ScDblFinder - MattHuff/scRNASeq_011224 GitHub Wiki

This step identifies doublets, or errors in an scRNASeq experiment in which data from two or more cells are marked as from one cell.

Previous Doublet Documentation

R Set-up: Load Required Packages, Set Working Directory, and Load Seurat Object

If you are continuing directly from the previous step of documentation, then you do not need to load the RDS file.

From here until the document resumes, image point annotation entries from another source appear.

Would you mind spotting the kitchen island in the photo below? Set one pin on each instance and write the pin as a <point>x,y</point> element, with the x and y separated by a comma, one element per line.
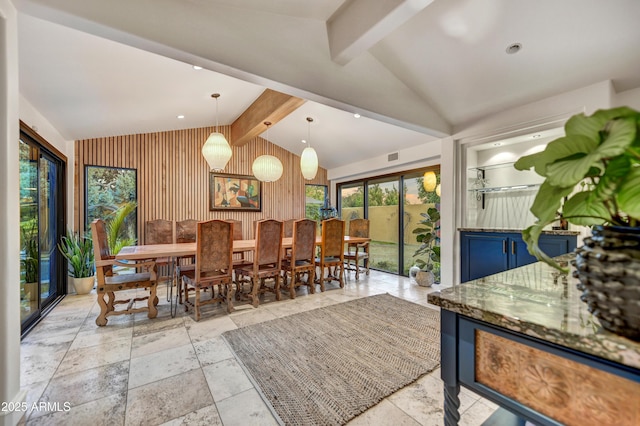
<point>524,340</point>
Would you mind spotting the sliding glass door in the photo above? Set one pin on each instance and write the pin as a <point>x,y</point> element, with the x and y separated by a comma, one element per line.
<point>394,205</point>
<point>41,225</point>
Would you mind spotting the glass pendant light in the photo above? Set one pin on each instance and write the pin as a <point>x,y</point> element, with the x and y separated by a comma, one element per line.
<point>267,168</point>
<point>309,158</point>
<point>429,181</point>
<point>216,149</point>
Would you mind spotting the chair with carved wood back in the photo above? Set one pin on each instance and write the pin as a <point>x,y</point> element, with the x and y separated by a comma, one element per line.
<point>357,252</point>
<point>266,260</point>
<point>302,259</point>
<point>213,267</point>
<point>331,252</point>
<point>109,282</point>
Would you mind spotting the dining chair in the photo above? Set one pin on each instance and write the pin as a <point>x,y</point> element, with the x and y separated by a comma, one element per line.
<point>109,282</point>
<point>266,261</point>
<point>357,252</point>
<point>302,258</point>
<point>331,252</point>
<point>186,231</point>
<point>160,231</point>
<point>213,268</point>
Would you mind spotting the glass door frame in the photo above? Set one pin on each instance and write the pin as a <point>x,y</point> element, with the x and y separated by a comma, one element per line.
<point>44,150</point>
<point>365,182</point>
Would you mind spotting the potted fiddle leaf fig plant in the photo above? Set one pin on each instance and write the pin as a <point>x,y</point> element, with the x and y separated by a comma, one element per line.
<point>595,168</point>
<point>79,253</point>
<point>428,237</point>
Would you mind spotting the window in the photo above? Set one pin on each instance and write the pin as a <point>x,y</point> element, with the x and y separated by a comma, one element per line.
<point>393,204</point>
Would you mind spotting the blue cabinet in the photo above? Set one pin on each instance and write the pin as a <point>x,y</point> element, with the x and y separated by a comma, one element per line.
<point>487,253</point>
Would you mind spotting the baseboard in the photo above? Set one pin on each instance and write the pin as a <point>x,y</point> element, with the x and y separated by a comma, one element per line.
<point>12,418</point>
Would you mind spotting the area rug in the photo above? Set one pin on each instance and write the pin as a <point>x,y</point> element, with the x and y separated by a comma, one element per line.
<point>327,365</point>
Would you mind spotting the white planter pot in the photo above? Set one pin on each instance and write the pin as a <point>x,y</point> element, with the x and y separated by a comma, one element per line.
<point>82,285</point>
<point>425,278</point>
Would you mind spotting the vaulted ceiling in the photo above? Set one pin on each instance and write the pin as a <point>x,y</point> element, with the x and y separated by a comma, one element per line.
<point>416,70</point>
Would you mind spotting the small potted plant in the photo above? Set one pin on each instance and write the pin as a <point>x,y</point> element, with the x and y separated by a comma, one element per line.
<point>79,253</point>
<point>428,236</point>
<point>595,169</point>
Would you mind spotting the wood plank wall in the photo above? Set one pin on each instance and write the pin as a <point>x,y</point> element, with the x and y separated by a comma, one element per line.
<point>173,176</point>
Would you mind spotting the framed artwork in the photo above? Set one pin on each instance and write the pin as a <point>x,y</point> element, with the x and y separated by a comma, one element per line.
<point>234,192</point>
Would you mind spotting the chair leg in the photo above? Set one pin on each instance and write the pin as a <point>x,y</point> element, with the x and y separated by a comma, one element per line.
<point>197,303</point>
<point>152,301</point>
<point>255,300</point>
<point>101,321</point>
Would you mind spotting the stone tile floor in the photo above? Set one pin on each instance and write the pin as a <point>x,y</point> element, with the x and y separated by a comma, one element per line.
<point>174,371</point>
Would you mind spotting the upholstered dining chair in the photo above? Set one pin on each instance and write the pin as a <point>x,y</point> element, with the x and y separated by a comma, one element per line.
<point>331,253</point>
<point>186,231</point>
<point>357,252</point>
<point>109,282</point>
<point>160,231</point>
<point>266,261</point>
<point>213,268</point>
<point>302,258</point>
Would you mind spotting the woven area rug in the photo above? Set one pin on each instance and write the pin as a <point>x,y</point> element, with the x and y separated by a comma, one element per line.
<point>327,365</point>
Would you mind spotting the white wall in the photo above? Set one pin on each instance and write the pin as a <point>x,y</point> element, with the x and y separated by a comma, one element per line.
<point>9,216</point>
<point>34,119</point>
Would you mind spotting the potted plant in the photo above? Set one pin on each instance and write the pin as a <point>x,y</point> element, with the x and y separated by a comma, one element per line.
<point>29,262</point>
<point>428,236</point>
<point>595,168</point>
<point>79,253</point>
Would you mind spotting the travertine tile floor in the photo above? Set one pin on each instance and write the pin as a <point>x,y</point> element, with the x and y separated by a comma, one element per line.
<point>175,371</point>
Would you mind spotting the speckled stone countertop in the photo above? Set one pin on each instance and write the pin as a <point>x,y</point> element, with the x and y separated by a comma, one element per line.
<point>538,301</point>
<point>548,232</point>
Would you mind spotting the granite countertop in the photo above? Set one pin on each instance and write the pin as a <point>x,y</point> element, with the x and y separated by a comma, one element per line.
<point>547,232</point>
<point>539,301</point>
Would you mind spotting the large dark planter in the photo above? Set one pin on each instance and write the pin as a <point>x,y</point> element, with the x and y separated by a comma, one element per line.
<point>608,267</point>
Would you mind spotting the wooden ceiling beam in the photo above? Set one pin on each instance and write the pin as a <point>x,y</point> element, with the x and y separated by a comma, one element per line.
<point>270,106</point>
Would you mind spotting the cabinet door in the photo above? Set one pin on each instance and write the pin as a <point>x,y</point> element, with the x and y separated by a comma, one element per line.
<point>482,255</point>
<point>518,253</point>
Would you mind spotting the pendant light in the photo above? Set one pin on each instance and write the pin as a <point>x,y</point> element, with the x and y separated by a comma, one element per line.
<point>309,158</point>
<point>267,168</point>
<point>216,149</point>
<point>429,181</point>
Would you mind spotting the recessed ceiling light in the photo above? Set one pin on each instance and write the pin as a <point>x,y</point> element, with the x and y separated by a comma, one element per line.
<point>513,48</point>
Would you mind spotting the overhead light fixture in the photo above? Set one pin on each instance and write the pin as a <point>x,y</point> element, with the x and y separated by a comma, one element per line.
<point>309,158</point>
<point>216,149</point>
<point>267,168</point>
<point>429,181</point>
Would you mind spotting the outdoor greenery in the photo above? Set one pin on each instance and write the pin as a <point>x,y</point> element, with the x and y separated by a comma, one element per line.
<point>118,232</point>
<point>79,252</point>
<point>428,235</point>
<point>595,168</point>
<point>29,243</point>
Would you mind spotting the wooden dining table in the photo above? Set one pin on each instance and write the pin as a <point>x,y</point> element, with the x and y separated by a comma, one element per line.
<point>153,251</point>
<point>178,250</point>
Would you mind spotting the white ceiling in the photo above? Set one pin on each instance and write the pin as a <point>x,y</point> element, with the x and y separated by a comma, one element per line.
<point>416,71</point>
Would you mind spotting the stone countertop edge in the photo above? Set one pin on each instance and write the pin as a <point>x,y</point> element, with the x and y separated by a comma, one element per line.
<point>593,341</point>
<point>505,230</point>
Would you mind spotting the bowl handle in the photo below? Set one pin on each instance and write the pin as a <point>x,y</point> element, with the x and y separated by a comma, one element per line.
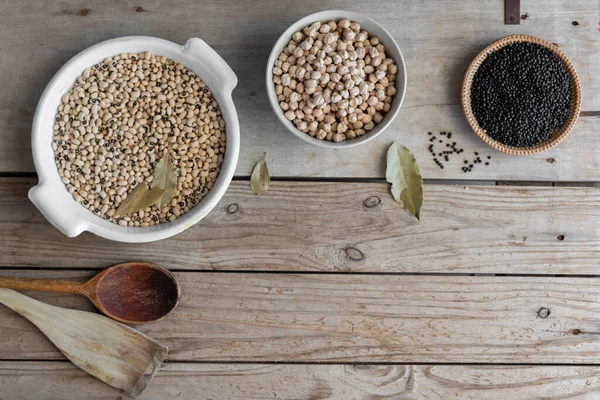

However, I always include in my documentation in case I need to start the analysis from a specific point.

# Load Packages
library(Seurat)
library(dplyr)
library(ggplot2)
library(cowplot)
library(clustree)
library(scDblFinder)
library(SingleCellExperiment)
library(harmony)

# Set Working Directory
setwd("~/Downloads/scRNASeq_011224/5_Seurat/")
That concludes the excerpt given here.